In September 2011, about 5 months after HBO’s TV series Game of Thrones debuted, Dynamite Entertainment began releasing the comic series A Game of Thrones, adapted by Daniel Abraham, with art by Tommy Patterson. The indefinite article is significant: unlike the TV series–which is attempting to adapt the entire A Song of Ice and Fire series, but mysteriously chose to exchange the book series’s title for (most of) the title of the first novel–the comic’s intention is (so far) to adapt only the first book, into 24 issues of 32 pages each. And the comic’s mission is almost complete, with issue 32 hitting stores last month.
Meanwhile, Bantam has been collecting 6 issues of the comic series at a time and publishing them as volumes in A Game of Thrones: The Graphic Novel. Volume 3, collecting issues 13-18, also came out last month.

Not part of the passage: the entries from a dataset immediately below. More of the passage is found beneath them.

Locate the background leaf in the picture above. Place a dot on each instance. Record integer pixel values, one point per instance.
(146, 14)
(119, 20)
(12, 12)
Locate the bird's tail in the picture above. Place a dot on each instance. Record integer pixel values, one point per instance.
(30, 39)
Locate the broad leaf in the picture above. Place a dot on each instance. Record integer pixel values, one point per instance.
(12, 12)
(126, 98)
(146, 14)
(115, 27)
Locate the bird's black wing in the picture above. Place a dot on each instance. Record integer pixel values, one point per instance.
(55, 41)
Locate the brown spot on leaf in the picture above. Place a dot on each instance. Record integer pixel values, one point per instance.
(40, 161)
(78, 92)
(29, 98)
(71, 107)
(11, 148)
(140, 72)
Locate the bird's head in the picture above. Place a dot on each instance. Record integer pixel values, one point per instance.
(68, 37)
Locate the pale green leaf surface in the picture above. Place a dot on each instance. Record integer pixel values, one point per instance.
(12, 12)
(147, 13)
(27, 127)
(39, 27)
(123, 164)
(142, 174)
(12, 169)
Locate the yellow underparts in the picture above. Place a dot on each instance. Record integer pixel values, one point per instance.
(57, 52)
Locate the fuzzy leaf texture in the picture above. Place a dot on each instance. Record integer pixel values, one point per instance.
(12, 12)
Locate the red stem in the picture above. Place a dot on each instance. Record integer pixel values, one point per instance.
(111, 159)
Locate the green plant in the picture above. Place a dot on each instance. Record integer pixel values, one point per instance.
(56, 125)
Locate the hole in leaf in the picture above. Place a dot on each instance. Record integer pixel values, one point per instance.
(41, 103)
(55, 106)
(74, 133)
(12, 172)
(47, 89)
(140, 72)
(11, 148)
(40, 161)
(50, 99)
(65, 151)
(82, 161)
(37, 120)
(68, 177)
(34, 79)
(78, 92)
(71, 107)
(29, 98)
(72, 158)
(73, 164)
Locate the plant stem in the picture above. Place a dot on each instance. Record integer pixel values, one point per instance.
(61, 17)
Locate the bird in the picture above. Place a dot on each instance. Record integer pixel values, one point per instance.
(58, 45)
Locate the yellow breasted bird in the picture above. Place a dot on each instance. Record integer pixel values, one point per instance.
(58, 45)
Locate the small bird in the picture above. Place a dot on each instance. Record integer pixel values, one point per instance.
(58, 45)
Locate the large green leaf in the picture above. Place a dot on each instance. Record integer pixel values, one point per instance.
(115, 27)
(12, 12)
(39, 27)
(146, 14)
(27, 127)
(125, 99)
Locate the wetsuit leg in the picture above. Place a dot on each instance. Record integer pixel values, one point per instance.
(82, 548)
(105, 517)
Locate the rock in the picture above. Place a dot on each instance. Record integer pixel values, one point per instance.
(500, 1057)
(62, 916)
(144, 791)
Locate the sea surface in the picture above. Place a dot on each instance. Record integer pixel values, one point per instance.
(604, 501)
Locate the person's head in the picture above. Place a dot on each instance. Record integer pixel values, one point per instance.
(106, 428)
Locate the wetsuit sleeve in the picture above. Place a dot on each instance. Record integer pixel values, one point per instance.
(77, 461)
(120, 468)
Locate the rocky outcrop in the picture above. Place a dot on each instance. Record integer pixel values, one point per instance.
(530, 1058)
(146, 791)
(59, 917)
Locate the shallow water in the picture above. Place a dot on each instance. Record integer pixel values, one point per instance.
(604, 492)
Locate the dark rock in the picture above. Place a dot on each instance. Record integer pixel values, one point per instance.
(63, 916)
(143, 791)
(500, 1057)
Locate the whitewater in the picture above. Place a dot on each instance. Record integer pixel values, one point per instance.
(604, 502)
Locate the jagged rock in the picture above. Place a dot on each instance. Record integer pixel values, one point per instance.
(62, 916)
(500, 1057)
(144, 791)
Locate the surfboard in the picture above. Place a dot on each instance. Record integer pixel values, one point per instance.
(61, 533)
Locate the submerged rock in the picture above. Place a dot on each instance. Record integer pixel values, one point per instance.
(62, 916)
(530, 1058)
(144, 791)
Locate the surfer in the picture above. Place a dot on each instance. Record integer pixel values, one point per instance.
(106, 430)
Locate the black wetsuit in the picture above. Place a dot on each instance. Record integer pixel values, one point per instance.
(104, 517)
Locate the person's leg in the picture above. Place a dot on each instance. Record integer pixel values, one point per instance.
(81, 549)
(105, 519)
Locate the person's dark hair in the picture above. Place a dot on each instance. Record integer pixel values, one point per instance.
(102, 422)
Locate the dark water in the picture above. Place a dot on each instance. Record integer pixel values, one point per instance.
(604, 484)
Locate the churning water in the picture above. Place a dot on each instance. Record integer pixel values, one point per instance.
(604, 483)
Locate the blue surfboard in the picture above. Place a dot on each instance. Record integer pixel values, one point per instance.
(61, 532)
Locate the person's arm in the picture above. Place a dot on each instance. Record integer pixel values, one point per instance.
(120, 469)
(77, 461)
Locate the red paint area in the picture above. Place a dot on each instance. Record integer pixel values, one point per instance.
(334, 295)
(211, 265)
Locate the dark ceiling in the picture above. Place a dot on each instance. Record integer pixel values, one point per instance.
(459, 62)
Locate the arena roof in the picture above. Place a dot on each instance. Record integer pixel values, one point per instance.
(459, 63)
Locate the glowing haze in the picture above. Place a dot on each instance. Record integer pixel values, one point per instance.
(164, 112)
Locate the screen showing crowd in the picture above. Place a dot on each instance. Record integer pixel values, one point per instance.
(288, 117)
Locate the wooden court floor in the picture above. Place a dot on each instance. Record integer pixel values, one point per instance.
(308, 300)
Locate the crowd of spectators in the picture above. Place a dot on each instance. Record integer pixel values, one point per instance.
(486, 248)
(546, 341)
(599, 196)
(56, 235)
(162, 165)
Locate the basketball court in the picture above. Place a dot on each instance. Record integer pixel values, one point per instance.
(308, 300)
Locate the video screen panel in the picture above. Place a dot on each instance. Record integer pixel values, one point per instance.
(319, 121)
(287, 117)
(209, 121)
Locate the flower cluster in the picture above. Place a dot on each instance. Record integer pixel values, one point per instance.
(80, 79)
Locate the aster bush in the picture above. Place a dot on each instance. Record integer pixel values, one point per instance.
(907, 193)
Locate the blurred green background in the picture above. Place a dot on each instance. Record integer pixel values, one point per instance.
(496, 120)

I’ve gone into all this detail, because I didn’t quite know what to make of these graphic novels when I picked up Volume 1 a few months ago, and I needed a little background to figure out how to situate them between the novels and the TV show. I also bring up the complicated history in part to explain why, although I’ve been quite enjoying the graphic novels, I won’t be publishing an official review of them. We only publish current reviews on this blog, and I can’t quite bring myself to review Volume 3 by itself–it doesn’t make much sense without the first two and ends on a tremendous cliffhanger, requiring the soon-to-come fourth volume. Plus, I really can’t be sure how much my knowledge of the TV show has influenced my ability to make sense of the incredibly complicated plot.
Nevertheless, you should buy these for your teen collection. Abraham (who, by the way, is one half of the writing team behind James SA Corey’s The Expanse, which we reviewed the first two volumes of) has done an amazing job of splitting the difference between the novel and the TV show, offering visual, highly accessible experience like HBO, but providing far more detail from the books. Here’s where I admit a dirty secret: I’ve never read the novels. I know! But I’ve spent a lot of time with people who have (including my wife), and I’ve spent many hours poring over the back matter in the novels, with all that great heraldry business (hey, I’m a librarian–I love backmatter). So I can’t speak to the comic’s fidelity to the novels, but I can say that it is fabulously more detailed than the TV show, and the added detail makes sense of many issues which troubled me watching the show. And the comic is certainly a great place to send teens who (like me) love the TV show but are not quite willing to give up their lives to reading several thousand pages of the same story.
Patterson’s art, meanwhile, is not among the best I’ve seen in a graphic novel–it’s a bit blocky, and he’s not great with facial expressions. But it has its strengths, among them the ability to stay closer to Martin’s descriptions of his characters than the TV show (which has to deal with the pesky business of finding real humans who look like characters), although I miss the smirking face of Jack Gleeson as the slimy Joffrey.
All in all, I very much look forward to Volume 4′s publication, and I hope Abraham and Patterson decide to continue on to A Clash of Kings.